Aan de historie van geld gaat de geschiedenis van geweld vooraf: de stelselmatige en grootschalige onderdrukking van mensen door mensen. EIgendom is daarin een centraal waanbeeld; een misleiding door (mis)leiders. Alle mensen samen leven met alle vormen van leven op/en Aaarde.
- De Geschiedenis van Geweld (in het Westen)
- De Geschiedenis van Geld (in het Westen)
- De Geschiedenis van Geloof (in het Westen)
Elk wordt op ‘karikaturale’ wijze vereenvoudigd en in haar essentie beschreven.
Geschiedenis van Geweld
Van oudsher delen mensen de vruchten van de Aarde met elkaar: de Aarde voedt ons allen; alle vormen van leven. Dat is veranderd nadat, doordat sommige mensen zich eigenaar waanden van (de vruchten van) de Aarde. Eigendom (ei-gen-dom) is een vorm van schizofrenie: een ontkenning dat je deel bent van Aarde. Mensen die geloven in eigendom zijn 'van god los'; ze zien niet dat we voortkomen uit de Aarde; en dat Aarde voor iedereen is.
Leven op Aarde
Door de ontkoppeling van hun eigen herkomst, ontkoppelden deze mensen ook van anderen. Ze zagen niet meer dat de Aarde van/voor iedereen IS; voor alle vormen van leven. Daardoor beseffen ze ook niet dat onze grootste kwaliteit erin ligt om de eenheid met Aarde (en alle vormen van leven) te ervaren. Voor degenen die dat wel be-leven, is de Aarde een gastoord dat we samen verzorgen: verzorgers van Paradijs.

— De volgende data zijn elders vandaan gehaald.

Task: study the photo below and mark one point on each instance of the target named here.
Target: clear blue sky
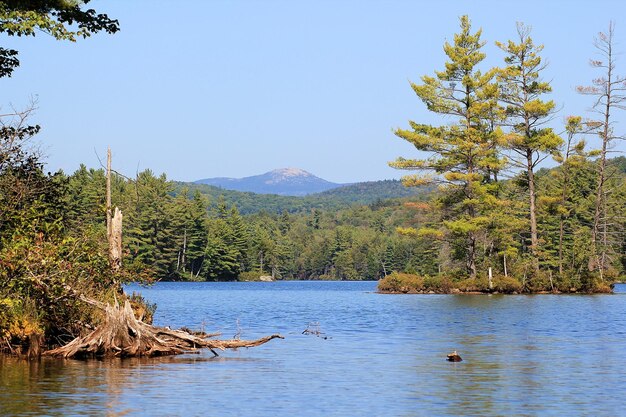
(234, 88)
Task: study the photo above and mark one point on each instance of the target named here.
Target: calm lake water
(381, 355)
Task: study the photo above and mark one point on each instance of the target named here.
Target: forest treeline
(489, 210)
(185, 236)
(361, 193)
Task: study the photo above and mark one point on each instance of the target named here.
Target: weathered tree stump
(122, 335)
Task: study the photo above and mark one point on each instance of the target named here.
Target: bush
(506, 285)
(399, 282)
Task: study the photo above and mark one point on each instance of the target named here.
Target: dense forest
(487, 220)
(562, 231)
(342, 197)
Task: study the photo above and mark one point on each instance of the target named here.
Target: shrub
(399, 282)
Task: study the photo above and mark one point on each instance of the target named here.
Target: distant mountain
(285, 181)
(374, 192)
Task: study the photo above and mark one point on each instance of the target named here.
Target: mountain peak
(291, 172)
(283, 181)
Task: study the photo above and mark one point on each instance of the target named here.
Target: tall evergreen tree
(609, 91)
(464, 156)
(527, 113)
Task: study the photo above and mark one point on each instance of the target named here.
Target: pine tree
(609, 92)
(526, 115)
(464, 153)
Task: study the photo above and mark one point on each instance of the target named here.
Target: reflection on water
(385, 355)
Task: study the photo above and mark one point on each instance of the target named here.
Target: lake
(379, 355)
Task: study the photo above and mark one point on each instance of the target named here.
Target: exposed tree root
(122, 335)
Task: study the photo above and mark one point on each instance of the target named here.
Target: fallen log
(122, 335)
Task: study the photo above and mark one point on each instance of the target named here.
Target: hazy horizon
(237, 88)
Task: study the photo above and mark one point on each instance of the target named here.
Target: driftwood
(122, 335)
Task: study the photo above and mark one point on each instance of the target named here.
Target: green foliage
(61, 19)
(365, 193)
(463, 156)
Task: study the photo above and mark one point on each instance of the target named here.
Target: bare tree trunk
(114, 223)
(534, 241)
(109, 213)
(115, 242)
(609, 95)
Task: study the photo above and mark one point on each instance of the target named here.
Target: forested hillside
(187, 236)
(341, 197)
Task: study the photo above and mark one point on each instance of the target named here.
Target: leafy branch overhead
(62, 19)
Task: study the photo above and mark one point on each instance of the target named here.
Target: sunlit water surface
(379, 355)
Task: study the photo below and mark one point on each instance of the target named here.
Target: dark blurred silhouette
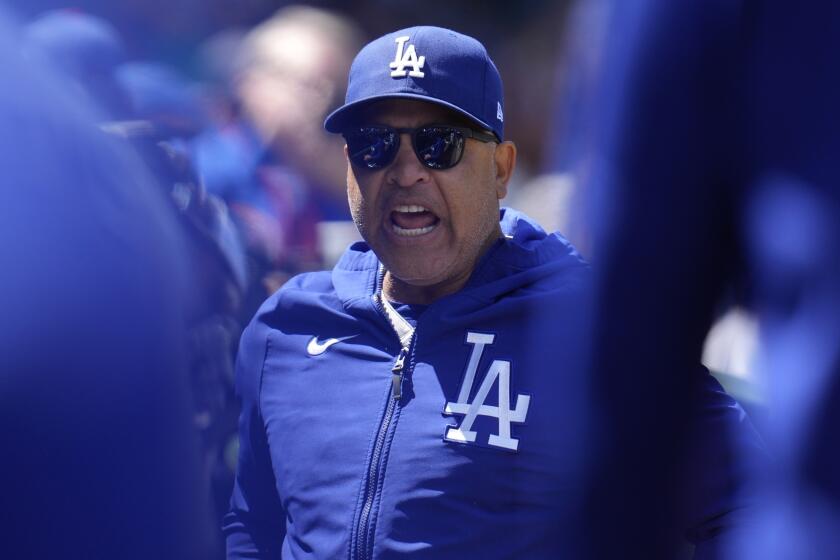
(100, 457)
(716, 180)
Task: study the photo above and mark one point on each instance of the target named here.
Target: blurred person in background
(426, 397)
(717, 175)
(215, 258)
(87, 50)
(100, 457)
(289, 70)
(160, 113)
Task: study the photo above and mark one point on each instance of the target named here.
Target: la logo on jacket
(499, 370)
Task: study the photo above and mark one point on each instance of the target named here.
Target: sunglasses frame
(465, 132)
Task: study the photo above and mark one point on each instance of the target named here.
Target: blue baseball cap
(432, 64)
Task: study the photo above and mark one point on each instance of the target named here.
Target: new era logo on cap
(432, 64)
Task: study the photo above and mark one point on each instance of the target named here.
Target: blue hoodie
(466, 441)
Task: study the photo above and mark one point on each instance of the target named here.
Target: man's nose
(406, 170)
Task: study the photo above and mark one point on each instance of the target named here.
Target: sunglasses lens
(439, 147)
(371, 147)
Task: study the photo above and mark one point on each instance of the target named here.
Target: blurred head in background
(292, 70)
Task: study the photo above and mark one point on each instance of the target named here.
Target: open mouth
(411, 220)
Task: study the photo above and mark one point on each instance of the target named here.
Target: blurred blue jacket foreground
(99, 456)
(467, 443)
(718, 174)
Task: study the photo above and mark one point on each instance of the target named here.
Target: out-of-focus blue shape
(99, 456)
(86, 49)
(158, 93)
(717, 143)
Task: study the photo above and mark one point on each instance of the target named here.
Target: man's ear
(505, 162)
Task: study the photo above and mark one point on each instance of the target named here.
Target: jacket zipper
(363, 547)
(362, 540)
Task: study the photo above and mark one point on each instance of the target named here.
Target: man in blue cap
(425, 398)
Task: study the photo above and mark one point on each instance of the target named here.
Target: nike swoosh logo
(315, 348)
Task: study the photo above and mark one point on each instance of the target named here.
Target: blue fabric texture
(332, 466)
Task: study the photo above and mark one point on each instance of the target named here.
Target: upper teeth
(410, 208)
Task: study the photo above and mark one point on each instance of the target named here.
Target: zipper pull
(396, 379)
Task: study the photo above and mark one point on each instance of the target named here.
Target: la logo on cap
(406, 57)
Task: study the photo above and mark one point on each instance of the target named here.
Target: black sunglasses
(438, 146)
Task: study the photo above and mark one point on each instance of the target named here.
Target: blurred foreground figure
(719, 148)
(100, 459)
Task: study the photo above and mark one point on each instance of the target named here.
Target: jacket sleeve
(725, 460)
(254, 526)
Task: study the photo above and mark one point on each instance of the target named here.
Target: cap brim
(341, 118)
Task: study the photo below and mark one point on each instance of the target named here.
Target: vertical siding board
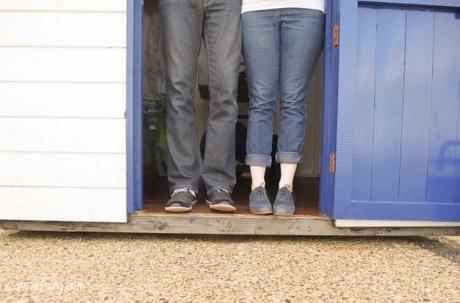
(444, 111)
(417, 99)
(363, 112)
(388, 103)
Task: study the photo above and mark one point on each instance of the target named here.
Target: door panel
(398, 134)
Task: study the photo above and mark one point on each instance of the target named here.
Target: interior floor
(156, 193)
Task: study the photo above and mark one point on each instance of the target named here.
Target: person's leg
(261, 42)
(222, 37)
(302, 34)
(181, 23)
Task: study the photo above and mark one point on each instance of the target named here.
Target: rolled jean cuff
(258, 160)
(288, 157)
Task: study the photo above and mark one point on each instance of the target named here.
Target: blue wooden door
(396, 138)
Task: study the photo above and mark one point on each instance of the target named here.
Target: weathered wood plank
(226, 224)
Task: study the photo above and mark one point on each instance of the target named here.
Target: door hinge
(332, 163)
(336, 35)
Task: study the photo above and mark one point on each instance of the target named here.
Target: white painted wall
(62, 105)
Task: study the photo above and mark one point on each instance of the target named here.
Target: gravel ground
(63, 267)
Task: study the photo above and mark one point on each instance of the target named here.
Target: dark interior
(156, 191)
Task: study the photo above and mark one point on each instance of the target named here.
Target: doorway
(154, 181)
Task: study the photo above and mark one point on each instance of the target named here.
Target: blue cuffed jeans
(281, 48)
(185, 25)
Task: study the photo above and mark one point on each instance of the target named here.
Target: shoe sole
(179, 209)
(222, 207)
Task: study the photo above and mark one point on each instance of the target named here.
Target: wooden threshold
(153, 220)
(224, 224)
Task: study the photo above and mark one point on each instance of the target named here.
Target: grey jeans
(185, 25)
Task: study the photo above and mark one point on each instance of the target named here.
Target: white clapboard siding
(63, 170)
(63, 204)
(55, 28)
(34, 64)
(93, 100)
(62, 110)
(64, 5)
(62, 135)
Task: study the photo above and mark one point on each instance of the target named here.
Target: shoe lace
(285, 191)
(180, 190)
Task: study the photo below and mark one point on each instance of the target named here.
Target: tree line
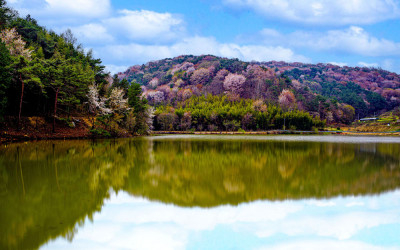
(47, 74)
(220, 113)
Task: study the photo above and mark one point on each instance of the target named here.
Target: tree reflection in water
(49, 189)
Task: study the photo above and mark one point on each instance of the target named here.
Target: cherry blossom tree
(234, 83)
(287, 100)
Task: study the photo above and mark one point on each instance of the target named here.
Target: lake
(202, 192)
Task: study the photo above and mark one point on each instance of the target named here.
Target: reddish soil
(39, 128)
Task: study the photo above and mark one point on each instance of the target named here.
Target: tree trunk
(20, 103)
(55, 110)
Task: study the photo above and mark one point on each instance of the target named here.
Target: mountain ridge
(320, 89)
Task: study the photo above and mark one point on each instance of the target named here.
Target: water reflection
(50, 189)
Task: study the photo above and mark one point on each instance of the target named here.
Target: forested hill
(337, 94)
(49, 78)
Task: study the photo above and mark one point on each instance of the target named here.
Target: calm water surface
(202, 192)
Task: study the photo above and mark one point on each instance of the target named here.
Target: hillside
(336, 94)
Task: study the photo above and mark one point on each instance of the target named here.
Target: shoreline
(11, 137)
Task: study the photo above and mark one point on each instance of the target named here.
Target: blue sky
(124, 33)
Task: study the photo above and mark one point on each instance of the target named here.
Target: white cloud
(338, 12)
(86, 8)
(146, 25)
(368, 65)
(353, 40)
(138, 53)
(92, 33)
(326, 245)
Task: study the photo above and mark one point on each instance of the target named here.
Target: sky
(123, 33)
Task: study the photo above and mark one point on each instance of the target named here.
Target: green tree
(5, 77)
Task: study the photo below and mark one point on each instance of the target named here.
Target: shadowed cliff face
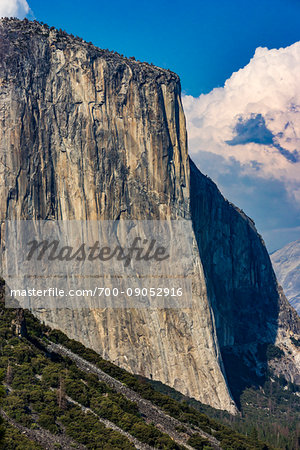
(86, 134)
(250, 309)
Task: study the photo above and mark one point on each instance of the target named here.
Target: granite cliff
(286, 263)
(89, 134)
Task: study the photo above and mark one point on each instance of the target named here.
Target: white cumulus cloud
(254, 119)
(14, 8)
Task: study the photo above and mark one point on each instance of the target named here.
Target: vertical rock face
(86, 134)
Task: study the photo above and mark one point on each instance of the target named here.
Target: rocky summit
(87, 134)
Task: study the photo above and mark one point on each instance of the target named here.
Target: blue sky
(202, 41)
(205, 42)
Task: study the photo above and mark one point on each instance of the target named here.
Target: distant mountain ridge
(100, 137)
(286, 263)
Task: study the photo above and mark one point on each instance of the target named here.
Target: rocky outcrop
(286, 263)
(250, 309)
(87, 134)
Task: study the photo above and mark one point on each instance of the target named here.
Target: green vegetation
(41, 383)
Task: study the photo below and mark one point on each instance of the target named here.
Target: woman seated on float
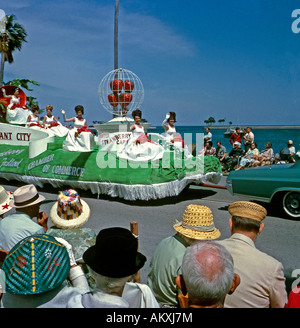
(14, 113)
(33, 120)
(79, 138)
(50, 123)
(139, 147)
(168, 125)
(249, 157)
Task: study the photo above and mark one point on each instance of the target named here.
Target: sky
(237, 60)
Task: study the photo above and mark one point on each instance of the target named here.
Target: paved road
(280, 237)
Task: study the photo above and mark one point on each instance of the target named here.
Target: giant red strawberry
(113, 99)
(128, 86)
(125, 99)
(116, 85)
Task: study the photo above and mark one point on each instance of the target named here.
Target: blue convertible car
(278, 183)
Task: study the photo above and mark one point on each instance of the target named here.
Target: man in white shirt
(248, 138)
(19, 225)
(208, 136)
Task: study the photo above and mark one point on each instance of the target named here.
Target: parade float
(35, 156)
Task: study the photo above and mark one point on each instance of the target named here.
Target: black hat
(115, 253)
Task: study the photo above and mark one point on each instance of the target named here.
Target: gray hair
(208, 272)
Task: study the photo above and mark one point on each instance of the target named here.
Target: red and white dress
(16, 114)
(35, 124)
(57, 128)
(79, 138)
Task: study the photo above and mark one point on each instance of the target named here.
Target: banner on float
(112, 141)
(20, 136)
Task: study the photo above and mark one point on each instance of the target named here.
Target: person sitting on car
(233, 157)
(287, 153)
(266, 157)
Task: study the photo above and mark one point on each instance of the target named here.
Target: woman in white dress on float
(50, 123)
(14, 113)
(139, 147)
(172, 137)
(79, 138)
(168, 125)
(33, 121)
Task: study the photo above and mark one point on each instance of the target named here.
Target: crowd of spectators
(244, 152)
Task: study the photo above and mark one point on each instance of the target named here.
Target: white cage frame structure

Geld, symbolische ruilmidddelen, zijn over de hele wereld gebruikt. Voor de volgende wordt gebruik gemaakt van een ontwikkeling in Egypte. In India, China, en de andere werelddelen zijn soortgelijke ontwikkelingen voorstelbaar. De waarde van geld wordt niet door de geschiedenis bepaald, maar door de prychologische betekenis in de interactie tussen mensen, van alle tijden.
Leven van het Land
Het verhaal van Cain en Abel gaat over de strijd tussen de tuiniers en de herders. Van oudsher is dit vertegenwoordigd in de strijd tussen boven en beneden Egypte. In Beneden Egypte was de vruchtbare Delta, waar gewassen waren te verbouwen: dus vegetariërs konden wonen. In Boven Egypte in de woestijn wonen/woonden de schaap-/kamelen-herders, die dieren eten om te leven.
Afhankelijkheid
Doordat de vleeseters afhankelijk werden van dieren, en doden, om te (over)leven hadden de dieren bij hen geen leven. Dieren werden door hen niet verzorgd, en niet als gelijkwaaardige levensvorm gewaardeerd en begrepen; maar als ‘voedsel’ ‘gebruikt’ en gedood. Grote problemen ontstonden wanneer de herders geen grasland voor hun (vegetarische) kudden meer vonden. Dan dreven ze de dieren naar het noorden, naar de delta, waar ze de velden van de vegetariërs te grazen namen.
Strijd om eigendom
Doordat de vleeseters gewend waren te doden verloren ze het respect voor leven, en andere levende wezens. De vegetariër, die dat niet deed had daarop geen antwoord; maar ze konden zich ook niet tegen de vleeseters weren. Het gevolg was dat ze zich tegen de (parasitaire) vleeseters gingen beschermen; en 'hun' terrotorium gingen beschermen. Daaruit onstond het probleem van 'eigendom', het waanbeeld dat je grond moest claimen, en beschermen.
Landbouw met veehouderij
De grensstrijd tussen de wel/niet-vegetariërs is symbolisch weergegeven in de strijd tussen Caïn en Abel. De strijd werd opgelost toen Boven Egypte en Beneden Egypte met elkaar werden verbonden. Het betekende dat de veeteelt met de landbouw geïntegreerd werd; dat is nog steeds te zien in de symbolen van Egypte. De Farao's hadden een herderstaf en een dorsvlegel in hun handen: symbolen van veeteelt en landbouw.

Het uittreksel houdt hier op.